Alih-alih menciptakan a agora yang dimediasi secara digital yang mendorong diskusi yang luas, internet telah meningkatkan segregasi ideologis. Ini menyaring pembangkangan dari umpan kami dan memberi pengaruh yang tidak proporsional terhadap pendapat yang paling ekstrem karena visibilitas dan siklus viral mereka yang lebih cepat.

Inilah sebabnya mengapa calon presiden AS Bernie Sanders dan Donald Trump telah memainkan peran besar dalam pemilihan AS. Mereka mewakili pandangan politik yang ekstrim, di mana kandidat lain memiliki agenda yang lebih moderat.

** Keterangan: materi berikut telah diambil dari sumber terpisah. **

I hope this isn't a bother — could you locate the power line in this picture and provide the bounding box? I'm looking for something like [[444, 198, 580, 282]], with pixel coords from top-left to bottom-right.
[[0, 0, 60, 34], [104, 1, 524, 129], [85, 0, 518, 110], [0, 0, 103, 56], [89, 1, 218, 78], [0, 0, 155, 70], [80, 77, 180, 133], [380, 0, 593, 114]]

Prospek untuk demokrasi yang tahan masa depan

Dalam filsafat politik, gagasan demokrasi didasarkan pada prinsip utama keinginan umum, yang diusulkan oleh Jean-Jacques Rousseau di abad 18th.

Suatu masyarakat perlu diatur oleh sebuah badan demokratis yang bertindak sesuai kehendak rakyat secara keseluruhan. Namun, Rousseau terkenal bahwa ketika pendapat kontradiktif muncul, jenderal akan berhenti menjadi kehendak semua orang. Ketika orang menolak pemerintah mereka, institusi yang dimaksudkan untuk mewakili mereka kehilangan kekuatan perwakilan mereka.

Internet membuat ini menjadi masalah yang hampir abadi dan bukan hambatan sesekali. Hanya orang yang paling bersemangat, termotivasi dan blak-blakan yang didengar - seperti yang terjadi selama kampanye referendum EU. Dan politisi menjalankan risiko membuat keputusan penting berdasarkan opini publik selama momen emosional daripada waktu yang tepat untuk negara.

Tentu saja, internet bisa digunakan untuk memberikan kontribusi politik yang positif. Ini adalah alat yang hebat untuk memungkinkan orang biasa membuat agenda politik selama kampanye politik, misalnya.

Jadi kita tidak bisa diatur dalam jangka panjang. Namun, institusi politik kita saat ini tidak mampu menangani dinamisme dan keragaman pendapat warga negara. Mereka rentan terhadap ledakan emosional dan terintimidasi oleh kekuatan pengguna internet. Oleh karena itu, tantangan kritisnya adalah membedakan kapan gerakan yang tampaknya populer benar-benar mewakili kemunculan umum yang muncul dari mayoritas dan ketika itu hanyalah gema dari minoritas yang keras namun tidak penting.

Tentang Penulis

Vyacheslav W. Polonski, ilmuwan jaringan, University of Oxford

Artikel ini awalnya diterbitkan pada Percakapan. Membaca Artikel asli.